In [1]:
import pandas as pd

## Explore COCO HRNet person detections

COCO bounding box annotations are not normalized and in the form:

```json
[x_min, y_min, width, height]
```

In [2]:
val_path = "data/coco2017/COCO_val2017_detections_AP_H_56_person.json"
val_boxes = pd.read_json(val_path)
display(val_boxes.head(5))
sample_bbox = val_boxes.head().iloc[0]["bbox"]
print(f"Sample bbox: {sample_bbox}")

Unnamed: 0,bbox,category_id,image_id,score
0,"[249.8199079291458, 175.21093805640606, 74.004...",1,532481,0.999274
1,"[284.07836701140275, 370.43747059580454, 13.84...",1,532481,0.983319
2,"[244.05099093550018, 170.61324112294565, 74.56...",1,532481,0.471152
3,"[285.7852415208732, 370.21400193144893, 10.915...",1,532481,0.427866
4,"[254.66838783379924, 177.22587387050734, 65.52...",1,532481,0.212189


Sample bbox: [249.8199079291458, 175.21093805640606, 74.00419360691592, 55.626325589288854]


## Transform YOLO Detections to same COCO HRNet format

YOLO assigns an independent .txt file for each image, where each line contains a different detection. The format is the following:

```txt
class_id, x_centre, y_centre, width, height, score
```

Following the class id assignation of COCO, the class 0 belongs to 'person', which are the detections we are interested in. Bounding box coordinates are further normalized with respec to to the image size

In [3]:
from src.utils import load_img_info

test_anns = load_img_info("data/thermal_pose/coco_fmt/dataset/annotations/thermalPose_test.json", "test", rm_extension=True)
val_anns = load_img_info("data/thermal_pose/coco_fmt/dataset/annotations/thermalPose_val.json", "val", rm_extension = True)
merged_anns = pd.concat([val_anns,test_anns])
merged_anns.sample(5)

Unnamed: 0,file_name,height,width,image_id,split
36,thermal_11_23_40,480,640,36,test
18,thermal_10_9_1,480,640,18,test
70,FLIR_06170,146,157,70,val
193,FLIR_01825,259,395,193,val
101,thermal_11_9_29,480,640,101,test


Load Yolov7 detections into a dataframe.

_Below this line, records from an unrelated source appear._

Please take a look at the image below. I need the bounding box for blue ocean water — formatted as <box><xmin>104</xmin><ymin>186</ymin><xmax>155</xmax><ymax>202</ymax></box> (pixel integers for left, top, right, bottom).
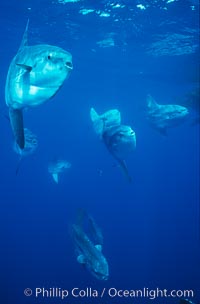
<box><xmin>0</xmin><ymin>0</ymin><xmax>200</xmax><ymax>304</ymax></box>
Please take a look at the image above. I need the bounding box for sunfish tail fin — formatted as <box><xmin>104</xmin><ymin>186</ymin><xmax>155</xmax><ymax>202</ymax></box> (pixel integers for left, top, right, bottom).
<box><xmin>18</xmin><ymin>19</ymin><xmax>29</xmax><ymax>52</ymax></box>
<box><xmin>9</xmin><ymin>108</ymin><xmax>25</xmax><ymax>149</ymax></box>
<box><xmin>90</xmin><ymin>108</ymin><xmax>104</xmax><ymax>136</ymax></box>
<box><xmin>90</xmin><ymin>108</ymin><xmax>99</xmax><ymax>122</ymax></box>
<box><xmin>52</xmin><ymin>173</ymin><xmax>58</xmax><ymax>184</ymax></box>
<box><xmin>15</xmin><ymin>156</ymin><xmax>23</xmax><ymax>175</ymax></box>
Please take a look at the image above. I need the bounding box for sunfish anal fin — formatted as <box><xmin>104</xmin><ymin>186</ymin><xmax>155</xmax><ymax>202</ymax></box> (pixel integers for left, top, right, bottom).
<box><xmin>52</xmin><ymin>173</ymin><xmax>58</xmax><ymax>184</ymax></box>
<box><xmin>9</xmin><ymin>108</ymin><xmax>25</xmax><ymax>149</ymax></box>
<box><xmin>77</xmin><ymin>254</ymin><xmax>86</xmax><ymax>264</ymax></box>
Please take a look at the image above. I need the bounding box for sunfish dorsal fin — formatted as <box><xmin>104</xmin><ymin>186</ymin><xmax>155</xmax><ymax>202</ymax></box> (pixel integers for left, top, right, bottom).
<box><xmin>18</xmin><ymin>19</ymin><xmax>29</xmax><ymax>52</ymax></box>
<box><xmin>52</xmin><ymin>173</ymin><xmax>58</xmax><ymax>184</ymax></box>
<box><xmin>147</xmin><ymin>95</ymin><xmax>159</xmax><ymax>109</ymax></box>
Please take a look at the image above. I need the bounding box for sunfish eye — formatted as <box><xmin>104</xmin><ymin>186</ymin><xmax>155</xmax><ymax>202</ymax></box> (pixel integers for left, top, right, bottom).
<box><xmin>66</xmin><ymin>61</ymin><xmax>73</xmax><ymax>69</ymax></box>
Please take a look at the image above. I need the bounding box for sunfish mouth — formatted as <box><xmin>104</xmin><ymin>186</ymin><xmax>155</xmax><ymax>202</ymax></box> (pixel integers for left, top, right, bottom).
<box><xmin>65</xmin><ymin>61</ymin><xmax>73</xmax><ymax>70</ymax></box>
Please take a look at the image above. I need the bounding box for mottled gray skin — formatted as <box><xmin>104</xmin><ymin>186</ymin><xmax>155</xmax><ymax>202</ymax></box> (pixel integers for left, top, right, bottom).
<box><xmin>102</xmin><ymin>125</ymin><xmax>136</xmax><ymax>182</ymax></box>
<box><xmin>147</xmin><ymin>95</ymin><xmax>189</xmax><ymax>135</ymax></box>
<box><xmin>5</xmin><ymin>23</ymin><xmax>73</xmax><ymax>149</ymax></box>
<box><xmin>72</xmin><ymin>224</ymin><xmax>109</xmax><ymax>280</ymax></box>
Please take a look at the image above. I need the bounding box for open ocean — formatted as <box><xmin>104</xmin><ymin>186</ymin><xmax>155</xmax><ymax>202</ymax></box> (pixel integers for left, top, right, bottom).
<box><xmin>0</xmin><ymin>0</ymin><xmax>200</xmax><ymax>304</ymax></box>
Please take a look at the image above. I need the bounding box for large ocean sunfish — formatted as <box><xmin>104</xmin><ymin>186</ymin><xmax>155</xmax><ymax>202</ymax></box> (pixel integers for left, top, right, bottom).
<box><xmin>147</xmin><ymin>95</ymin><xmax>189</xmax><ymax>135</ymax></box>
<box><xmin>5</xmin><ymin>22</ymin><xmax>73</xmax><ymax>149</ymax></box>
<box><xmin>90</xmin><ymin>108</ymin><xmax>136</xmax><ymax>182</ymax></box>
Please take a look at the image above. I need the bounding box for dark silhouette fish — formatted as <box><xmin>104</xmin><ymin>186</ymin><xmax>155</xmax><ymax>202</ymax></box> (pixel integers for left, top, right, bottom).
<box><xmin>71</xmin><ymin>211</ymin><xmax>109</xmax><ymax>280</ymax></box>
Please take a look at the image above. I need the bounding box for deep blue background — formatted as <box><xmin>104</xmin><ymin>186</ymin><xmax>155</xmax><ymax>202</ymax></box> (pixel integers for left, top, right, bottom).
<box><xmin>0</xmin><ymin>0</ymin><xmax>200</xmax><ymax>304</ymax></box>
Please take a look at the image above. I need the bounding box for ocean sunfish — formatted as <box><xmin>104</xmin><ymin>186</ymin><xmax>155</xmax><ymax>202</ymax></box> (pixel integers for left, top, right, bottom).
<box><xmin>48</xmin><ymin>159</ymin><xmax>71</xmax><ymax>184</ymax></box>
<box><xmin>90</xmin><ymin>108</ymin><xmax>136</xmax><ymax>181</ymax></box>
<box><xmin>13</xmin><ymin>128</ymin><xmax>38</xmax><ymax>175</ymax></box>
<box><xmin>5</xmin><ymin>21</ymin><xmax>73</xmax><ymax>149</ymax></box>
<box><xmin>102</xmin><ymin>125</ymin><xmax>136</xmax><ymax>182</ymax></box>
<box><xmin>90</xmin><ymin>108</ymin><xmax>121</xmax><ymax>137</ymax></box>
<box><xmin>147</xmin><ymin>95</ymin><xmax>189</xmax><ymax>135</ymax></box>
<box><xmin>71</xmin><ymin>211</ymin><xmax>109</xmax><ymax>280</ymax></box>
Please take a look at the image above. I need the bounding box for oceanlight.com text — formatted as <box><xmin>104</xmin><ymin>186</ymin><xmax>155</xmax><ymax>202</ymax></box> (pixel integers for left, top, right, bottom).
<box><xmin>24</xmin><ymin>287</ymin><xmax>194</xmax><ymax>300</ymax></box>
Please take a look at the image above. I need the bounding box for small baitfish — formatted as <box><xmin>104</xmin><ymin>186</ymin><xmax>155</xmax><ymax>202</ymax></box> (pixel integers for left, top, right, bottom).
<box><xmin>48</xmin><ymin>159</ymin><xmax>71</xmax><ymax>184</ymax></box>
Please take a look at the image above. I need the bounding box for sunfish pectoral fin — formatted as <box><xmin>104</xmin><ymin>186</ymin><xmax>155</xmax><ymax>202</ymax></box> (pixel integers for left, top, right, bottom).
<box><xmin>16</xmin><ymin>63</ymin><xmax>32</xmax><ymax>72</ymax></box>
<box><xmin>9</xmin><ymin>108</ymin><xmax>25</xmax><ymax>149</ymax></box>
<box><xmin>77</xmin><ymin>254</ymin><xmax>86</xmax><ymax>264</ymax></box>
<box><xmin>52</xmin><ymin>173</ymin><xmax>58</xmax><ymax>184</ymax></box>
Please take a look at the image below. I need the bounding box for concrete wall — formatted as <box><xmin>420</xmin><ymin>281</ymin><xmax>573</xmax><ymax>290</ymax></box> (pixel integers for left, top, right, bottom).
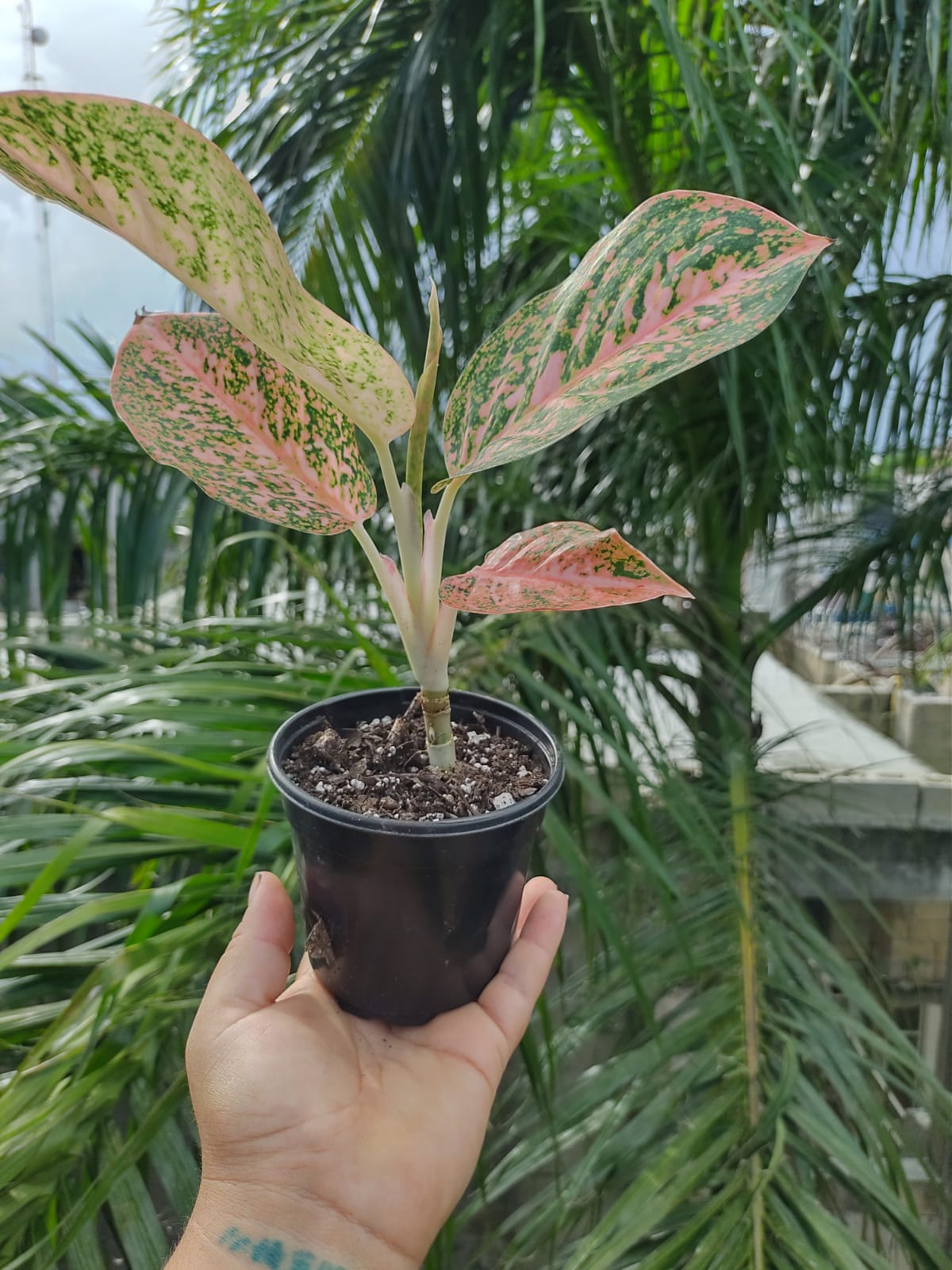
<box><xmin>830</xmin><ymin>900</ymin><xmax>950</xmax><ymax>988</ymax></box>
<box><xmin>817</xmin><ymin>682</ymin><xmax>908</xmax><ymax>748</ymax></box>
<box><xmin>773</xmin><ymin>637</ymin><xmax>952</xmax><ymax>772</ymax></box>
<box><xmin>892</xmin><ymin>688</ymin><xmax>952</xmax><ymax>772</ymax></box>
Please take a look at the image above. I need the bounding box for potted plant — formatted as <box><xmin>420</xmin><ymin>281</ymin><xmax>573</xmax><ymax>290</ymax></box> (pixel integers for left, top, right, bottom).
<box><xmin>0</xmin><ymin>91</ymin><xmax>827</xmax><ymax>1024</ymax></box>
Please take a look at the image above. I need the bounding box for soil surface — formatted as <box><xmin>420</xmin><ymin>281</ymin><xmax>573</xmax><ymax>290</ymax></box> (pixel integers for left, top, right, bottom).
<box><xmin>283</xmin><ymin>698</ymin><xmax>547</xmax><ymax>821</ymax></box>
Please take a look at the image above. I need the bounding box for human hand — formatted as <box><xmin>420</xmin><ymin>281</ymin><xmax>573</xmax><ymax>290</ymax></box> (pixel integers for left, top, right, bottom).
<box><xmin>167</xmin><ymin>874</ymin><xmax>567</xmax><ymax>1270</ymax></box>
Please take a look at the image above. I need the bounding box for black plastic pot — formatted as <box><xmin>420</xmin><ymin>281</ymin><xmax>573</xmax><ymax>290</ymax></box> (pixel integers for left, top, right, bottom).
<box><xmin>268</xmin><ymin>688</ymin><xmax>562</xmax><ymax>1025</ymax></box>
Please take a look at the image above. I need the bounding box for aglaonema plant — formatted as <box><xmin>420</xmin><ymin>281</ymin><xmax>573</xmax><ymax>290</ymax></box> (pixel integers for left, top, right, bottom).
<box><xmin>0</xmin><ymin>91</ymin><xmax>827</xmax><ymax>768</ymax></box>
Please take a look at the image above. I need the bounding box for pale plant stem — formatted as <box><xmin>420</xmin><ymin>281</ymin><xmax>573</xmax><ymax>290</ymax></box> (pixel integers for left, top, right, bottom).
<box><xmin>730</xmin><ymin>754</ymin><xmax>764</xmax><ymax>1270</ymax></box>
<box><xmin>353</xmin><ymin>446</ymin><xmax>465</xmax><ymax>768</ymax></box>
<box><xmin>374</xmin><ymin>444</ymin><xmax>423</xmax><ymax>614</ymax></box>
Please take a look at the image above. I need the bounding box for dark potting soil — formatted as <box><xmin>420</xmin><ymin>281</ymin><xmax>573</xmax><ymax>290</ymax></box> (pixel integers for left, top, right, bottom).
<box><xmin>282</xmin><ymin>697</ymin><xmax>547</xmax><ymax>821</ymax></box>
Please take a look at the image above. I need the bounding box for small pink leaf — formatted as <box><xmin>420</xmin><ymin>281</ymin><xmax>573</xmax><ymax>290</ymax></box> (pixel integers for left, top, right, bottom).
<box><xmin>0</xmin><ymin>91</ymin><xmax>415</xmax><ymax>441</ymax></box>
<box><xmin>443</xmin><ymin>189</ymin><xmax>827</xmax><ymax>476</ymax></box>
<box><xmin>112</xmin><ymin>314</ymin><xmax>376</xmax><ymax>533</ymax></box>
<box><xmin>440</xmin><ymin>521</ymin><xmax>690</xmax><ymax>614</ymax></box>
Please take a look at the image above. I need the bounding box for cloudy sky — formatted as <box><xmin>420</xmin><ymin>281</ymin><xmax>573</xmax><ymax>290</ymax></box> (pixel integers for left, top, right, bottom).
<box><xmin>0</xmin><ymin>0</ymin><xmax>952</xmax><ymax>375</ymax></box>
<box><xmin>0</xmin><ymin>0</ymin><xmax>182</xmax><ymax>373</ymax></box>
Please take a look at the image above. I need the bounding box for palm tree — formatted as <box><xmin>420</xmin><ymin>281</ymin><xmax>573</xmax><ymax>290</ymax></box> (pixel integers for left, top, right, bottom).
<box><xmin>0</xmin><ymin>0</ymin><xmax>952</xmax><ymax>1270</ymax></box>
<box><xmin>167</xmin><ymin>0</ymin><xmax>952</xmax><ymax>752</ymax></box>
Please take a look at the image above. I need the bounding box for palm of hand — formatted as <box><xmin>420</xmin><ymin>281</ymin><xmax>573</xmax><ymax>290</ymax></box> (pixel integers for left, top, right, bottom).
<box><xmin>188</xmin><ymin>879</ymin><xmax>565</xmax><ymax>1264</ymax></box>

This data will be then crossed with previous annotations

In [11]:
import glob
import os

PRETRAIN = "gray"

def load_yolo_det(det_dir, split):
    det_files = glob.glob(os.path.join(det_dir,"*.txt"))
    data = []
    for file in det_files:
        filename = file.split("/")[-1].split(".")[0]
        det_df = pd.read_csv(file, sep=" ", header=None, names=["class_id","x_centre","y_centre","width","height"])
        det_df["file_name"] = filename
        data.append(det_df)
    data = pd.concat(data)
    data["split"] = split
    # we filter to person detections only
    relevant_data = data[data["class_id"] == 0]
    return relevant_data

val_det =  load_yolo_det(f"data/thermal_pose/yolo_fmt/detections/{PRETRAIN}_pretrain/val/labels","val")
test_det = load_yolo_det(f"data/thermal_pose/yolo_fmt/detections/{PRETRAIN}_pretrain/test/labels","test")
merged_det = pd.concat([val_det, test_det])
merged_det.sample(5)

Unnamed: 0,class_id,x_centre,y_centre,width,height,file_name,split
2,0,0.814062,0.367188,0.3625,0.734375,IMG_0413,val
3,0,0.583984,0.525,0.353906,0.751042,IMG_2694,val
0,0,0.691016,0.518359,0.202344,0.534115,thermal_10_55_55,test
3,0,0.54918,0.51845,0.197001,0.314576,FLIR_01868,val
6,0,0.226416,0.650651,0.360449,0.621615,thermal_10_56_32,test


We now cross information to associate image id to each detection 

In [12]:
crossed_data = pd.merge(merged_anns, merged_det,how='inner',on = ["file_name","split"], suffixes=('_ann','_det'))
crossed_data.sample(5)

Unnamed: 0,file_name,height_ann,width_ann,image_id,split,class_id,x_centre,y_centre,width_det,height_det
1324,FLIR_08491,179,210,173,val,0,0.418761,0.26445,0.42228,0.502294
652,00101,480,640,78,val,0,0.603906,0.550651,0.370313,0.686198
649,00101,480,640,78,val,0,0.653906,0.551172,0.225,0.614323
737,FLIR_03130,354,499,91,val,0,0.497687,0.073376,0.04219,0.118117
1892,thermal_11_37_30,480,640,39,test,0,0.743359,0.5,0.513281,1.0


In [13]:
def yolo_to_coco(data_row):
    bbox_width = round(data_row["width_det"]*data_row["width_ann"],6)
    bbox_height = round(data_row["height_det"]*data_row["height_ann"],6)
    bbox_x1 = round(data_row["x_centre"]*data_row["width_ann"] - bbox_width/2,6)
    bbox_y1 = round(data_row["y_centre"]*data_row["height_ann"] - bbox_height/2,6)
    return [bbox_x1, bbox_y1, bbox_width, bbox_height]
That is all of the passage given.